Harry, Seattle Üniversitesi'nde Bilgisayar Mühendisliği Bölümü son sınıf öğrencisiydi ve aynı zamanda müzik kulübü için kurdukları küçük grupta baterist olarak görev alıyordu.

Üniversiteleri adına konferans salonlarında bir konser vereceklerdi ve bu konsere bilet alınıp gelinecekti.
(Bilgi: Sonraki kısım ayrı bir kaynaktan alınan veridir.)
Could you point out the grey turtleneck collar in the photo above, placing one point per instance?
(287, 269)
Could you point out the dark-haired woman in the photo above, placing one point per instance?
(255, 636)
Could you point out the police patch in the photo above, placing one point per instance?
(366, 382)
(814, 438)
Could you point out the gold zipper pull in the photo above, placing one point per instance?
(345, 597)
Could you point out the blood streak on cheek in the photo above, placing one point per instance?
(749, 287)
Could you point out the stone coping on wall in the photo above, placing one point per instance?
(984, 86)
Toplanan paralar Whittier Heights bölgesinde evsizler için kurulmuş olan küçük köy evlerini inşa eden yardım kuruluşuna gönderilecekti ve bu konser 20 Kasım'da gerçekleştireceklerdi.

Bugün pazartesiydi ve hava güneşliydi. Bir hafta boyunca süren yağmurlu günlerden sonra bunu görmek Harry için değerliydi. Üniversitenin U şeklindeki binası ortasında kalan bahçedeki uzun banklardan birine oturmuş, elindeki gazozu yudumluyor ve güneşin tadını çıkarmaya çalışıyordu.

"Riley'le hâlâ konuşmadın mı, Styles?"

Zayn, elindeki telefonla Temple Run oynarken, Harry bu isimle gözlerini devirip, "Henüz konuşmadım," dedi.

"Neden ki?"

"Çünkü onunla karşılaşmadım."

"Mesaj at işte."

Harry ona kaşlarını çatıp bakarken, Zayn bunu hissederek anlamsızca ona bakmış, tekrar oyuna dönmüştü. "Ne be?"

"Ben düşünemedim, sağ ol."

"E sorun ne o zaman? Ona bir an önce söylemelisin, biliyorsun."

Harry ofladı. Sırtını arkaya yaslayıp, ayak bileğini dizine atarak gazoz şişesinden iki yudum aldı. Bahçede dolanan insanlara bakarken, tuhaf bir gerçeği anımsamış gibi kaşlarını çattı. "Niall nerede?"

"Bu kadar geç geliyorsa..." diye başlayan Zayn, kendi lafını bitiremeden sessizliğe gömüldü ve Harry'ye acı içinde baktı. Harry iniltiyle alnına vururken ikisinden de "Siktir," diye bir küfür çıktı.

"Bugün Niall'ı Kurtarın Günü..."

Bu sırada Seattle Üniversitesi'nde güvenlik görevlisi olan elli üç yaşındaki Stanley, küçük kulübesindeki masaya bacaklarını uzatmış, göbeği üzerine koyduğu gazeteyi okumaya çalışıyordu.

Camda biri olduğunu hissettiğinde başını kaldırmıştı ki, simsiyah giyinen birini görerek "AZRAİL!" diye bağırmış, sandalyesinden düşmüştü.

Kalbini tutarak korku içinde doğruldu. Sarı saçlı, siyah güneş gözlüklü ve diş telleriyle kendisine gülen Niall'ı fark edince öfkeyle camını yana doğru açtı.

"Ödümü kopardın velet! Sana kaç kez diyeceğim öyle sessizce yaklaşma diye!"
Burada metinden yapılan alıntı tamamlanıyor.